The jury was polled by show of hands. One or two jurors weren’t sure, two were prepared to convict, and the rest voted not guilty. The jury was fairly evenly split by gender. Three jurors were black, two might have been Latino (I don’t remember their names and can’t tell just by looking). The youngest was 18 or 19, the oldest around 60. The two who voted guilty were a young black woman and an older white woman. Most of the time of our deliberation was spent in back and forth between these two guilty voters and others expressing doubt. It seemed that the pair in favor of convicting believed the wife’s story rather than the husband’s, and were not concerned as the rest of us were by the inconsistencies and implausibilities of the various accounts. Neither one of the guilty voters spoke very articulately about the case, or made any serious effort to persuade the rest of us and see the error of our judgement. The younger of the two was unaware that juries must come to a unanimous verdict, and was expecting the majority to rule. In this regard at least, she would have been well served by watching more movies and TV shows with legal settings. She also remembered an important detail of the police officer’s testimony wrongly in a way that disadvantaged the defendant, but was not about to change her vote after being corrected.

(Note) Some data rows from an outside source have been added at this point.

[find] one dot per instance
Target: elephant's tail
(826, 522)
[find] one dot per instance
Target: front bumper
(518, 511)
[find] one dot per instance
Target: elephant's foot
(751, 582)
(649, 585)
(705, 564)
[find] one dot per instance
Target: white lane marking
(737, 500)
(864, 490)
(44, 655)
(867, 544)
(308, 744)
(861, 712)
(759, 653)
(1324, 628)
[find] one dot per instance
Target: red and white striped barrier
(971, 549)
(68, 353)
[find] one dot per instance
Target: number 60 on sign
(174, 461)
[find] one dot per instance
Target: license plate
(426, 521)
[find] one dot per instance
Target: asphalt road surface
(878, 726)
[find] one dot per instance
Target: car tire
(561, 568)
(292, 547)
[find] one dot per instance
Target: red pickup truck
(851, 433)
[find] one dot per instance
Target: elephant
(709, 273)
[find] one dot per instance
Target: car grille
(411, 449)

She maintained that the defendant should be found guilty.
After less than half an hour the bailiff appeared to check on us as he said he would periodically. As instructed, we went silent at his knock on the door. He was in a chatty mood and started to share details of his personal life. He just hit the big five oh and has three young kids. He hates working out on the treadmill but likes to play basketball. (This was apropos of being a bit winded by climbing the stairs to the jury room.) But on Thursdays, the guys at the courthouse gym sometimes don’t show up for the basketball game…

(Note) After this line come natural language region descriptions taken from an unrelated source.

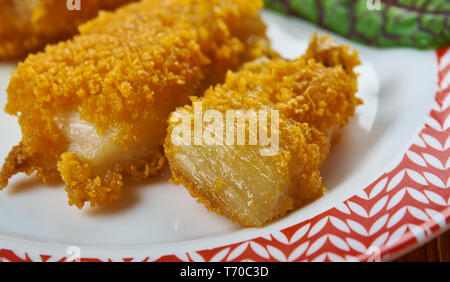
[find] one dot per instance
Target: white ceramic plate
(388, 183)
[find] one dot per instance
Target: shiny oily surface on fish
(315, 98)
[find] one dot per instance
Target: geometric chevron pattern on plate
(402, 209)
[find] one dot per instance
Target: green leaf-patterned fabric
(410, 23)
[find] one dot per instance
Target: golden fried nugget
(28, 25)
(95, 108)
(312, 97)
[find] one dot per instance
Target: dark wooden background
(437, 250)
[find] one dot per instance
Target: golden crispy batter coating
(124, 74)
(315, 97)
(28, 25)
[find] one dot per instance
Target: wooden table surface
(437, 250)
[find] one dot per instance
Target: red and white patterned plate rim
(402, 209)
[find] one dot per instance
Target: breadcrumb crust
(145, 58)
(315, 96)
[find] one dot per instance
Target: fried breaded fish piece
(95, 108)
(312, 98)
(28, 25)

As soon as he left the room, the foreperson asked for another poll of the jury. All twelve hands rose immediately for not guilty. Perhaps being deprived of phones hastened the process. Could be, but no one wanted to be there in the first place, and no one seemed willing to endure a long deliberation. In effect, the majority did rule. In the courtroom the judge read our verdict aloud, asked us one by one if this was our decision, and dismissed the jury (“all rise for the jury”), thanking us again for our service. For the first time, the defendant looked in my direction. I saw no expression worth noting on the face of the prosecutor, or of the defendant’s ex-wife sitting on the other side of the high glass. I didn’t notice the defense attorney’s expression but I wondered if he was at all surprised to win the case as I reevaluated my sense of his competence. We were led out through the bullpen and a few of us said polite goodbyes as we scattered at once through the corridor to elevators, bathrooms, and stairwells. Downstairs I passed by the young woman juror, the one who would have convicted the defendant and who didn’t know verdicts must be unanimous. She was standing inside the courthouse door clutching her phone. Snow was falling and there was still enough time to go somewhere and do something on a Thursday afternoon. I said “see ya” and gave her a friendly wave as I walked out to catch my bus.